Top Reasons Congress Should Reject a Gas Tax Hike

Congress created the Highway Trust Fund (HTF) in 1956 to fund construction of the Interstate Highway System. The HTF is funded primarily though an 18.4-cent per gallon federal excise tax on gasoline. Funding for the HTF expires May 31, and with the HTF facing a budget shortfall, some in Congress have proposed raising the federal gasoline tax. Below are 6 reasons why Congress should reject any attempt to hike gasoline taxes to pay for the HTF.

  1. The federal gas tax has outlived its usefulness. Congress originally created the gas tax in 1956 to fund the Interstate Highway System, which was completed decades ago. At the time it made sense to build an interstate highway system using federal funds because the highways, by definition, ran from state to state, sea to sea, border to border. But now that the interstate highways are built, there is much less of a need for the federal government to be involved because infrastructure needs are much more local rather than interstate in nature. Therefore, the primary responsibility for infrastructure development should be left to states and the private sector.
  1. The HTF has a spending problem, not a revenue problem. More than 25 percent of HTF revenues are not spent on highways, but are diverted to subways, streetcars, buses, nature paths, and even squirrel sanctuaries. Instead of raising the gas tax, the federal government should rein in its wasteful non-highway spending. This would help close the HTF’s budget shortfall without raising taxes. Congress should not bail out the HTF on the backs of the American people.
  1. Gas tax hike negates the benefits of affordable gasoline, hurts the poor. American families are expected to save more than $550 this year due to lower gas prices. Raising the federal gas tax would eat into those benefits, with low-income families getting hit the hardest. The bottom line: there is never a good time to raise taxes on the American people to fund a broken system in which the federal government no longer has business being involved.
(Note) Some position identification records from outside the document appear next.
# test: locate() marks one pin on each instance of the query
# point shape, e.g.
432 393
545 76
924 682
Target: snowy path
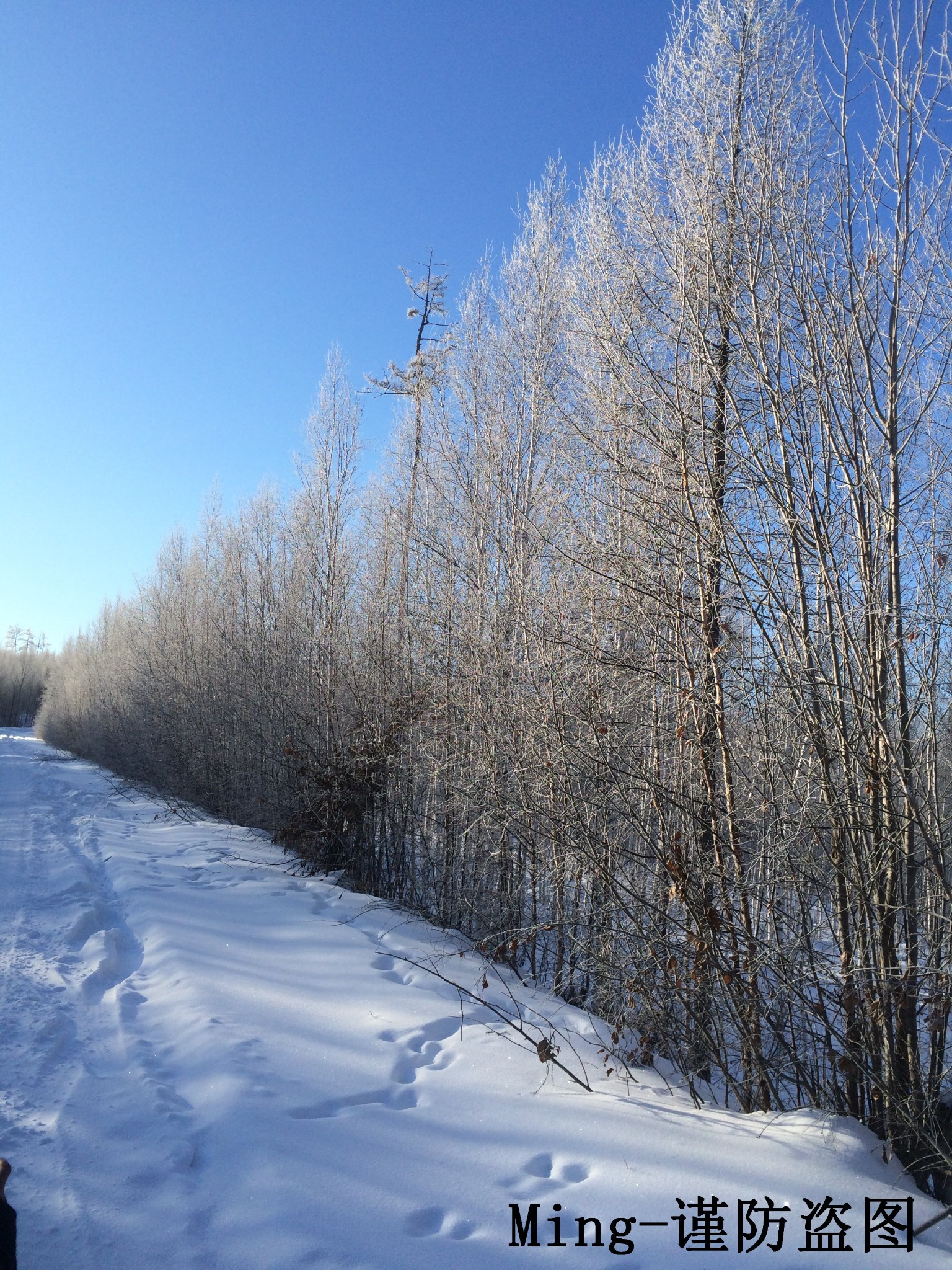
208 1064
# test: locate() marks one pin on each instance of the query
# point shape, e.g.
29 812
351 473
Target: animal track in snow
394 1098
544 1174
387 966
436 1221
421 1049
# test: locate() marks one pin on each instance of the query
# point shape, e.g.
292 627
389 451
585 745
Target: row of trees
24 671
635 662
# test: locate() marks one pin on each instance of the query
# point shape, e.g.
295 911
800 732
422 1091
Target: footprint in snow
387 966
544 1174
394 1099
425 1222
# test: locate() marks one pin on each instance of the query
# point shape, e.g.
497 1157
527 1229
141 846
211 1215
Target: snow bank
211 1064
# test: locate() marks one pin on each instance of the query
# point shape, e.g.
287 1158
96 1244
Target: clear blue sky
197 197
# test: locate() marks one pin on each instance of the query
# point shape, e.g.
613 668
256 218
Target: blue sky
197 197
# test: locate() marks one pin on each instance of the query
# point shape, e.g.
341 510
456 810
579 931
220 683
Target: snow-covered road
207 1062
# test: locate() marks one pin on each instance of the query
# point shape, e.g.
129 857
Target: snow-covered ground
207 1062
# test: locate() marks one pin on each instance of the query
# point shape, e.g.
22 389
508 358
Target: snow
208 1062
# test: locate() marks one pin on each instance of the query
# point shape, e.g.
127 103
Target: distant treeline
23 677
635 660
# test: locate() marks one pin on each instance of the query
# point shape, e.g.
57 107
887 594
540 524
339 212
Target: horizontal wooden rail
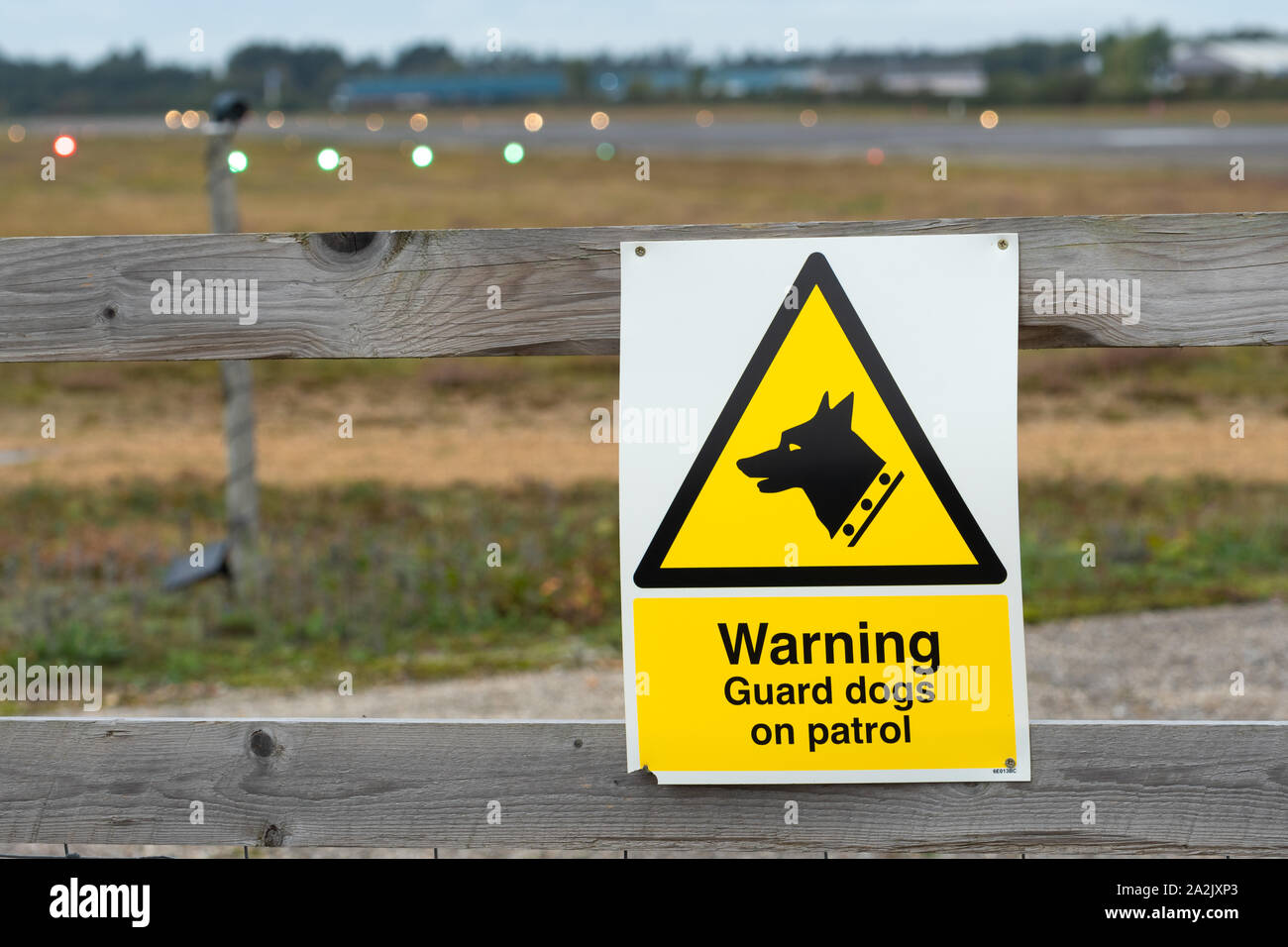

  1. Federal money comes with federal strings. The HTF requires states to send federal gas taxes to Washington and the federal government returns some of that revenue with strings attached. This allows the federal government to coerce states into enacting policies they may otherwise disagree with. For example, the reason that states increased the drinking age to 21-years-old was because the federal government required a 21-year old drinking age or the federal government would withhold some gas tax funding. Today, highway projects funded with federal dollars must meet federal requirements under the National Environmental Policy Act (NEPA) and the Davis-Bacon Act on prevailing wages, among others. States should not accept these strings for money that was theirs to begin with.
  1. The federal gas tax needlessly redistributes revenues. There is no need for the federal government to redistribute gasoline taxes other than as a tool to control states. States are better equipped than the federal government to meet the local needs of their residents. Gasoline taxes should stay in the state in which they were raised, and they should be used for roads, their intended purpose.
  1. Let states be laboratories of democracy. There is no need to raise the federal gas tax—states already tax gasoline. Decisions over transportation funding are best made at the local level between states and the private sector. In recent years, some states have decided to raise their gas tax while others have not. Leaving these decisions to states and private partners encourages innovation and discourages the waste and abuse we’ve seen at the federal level.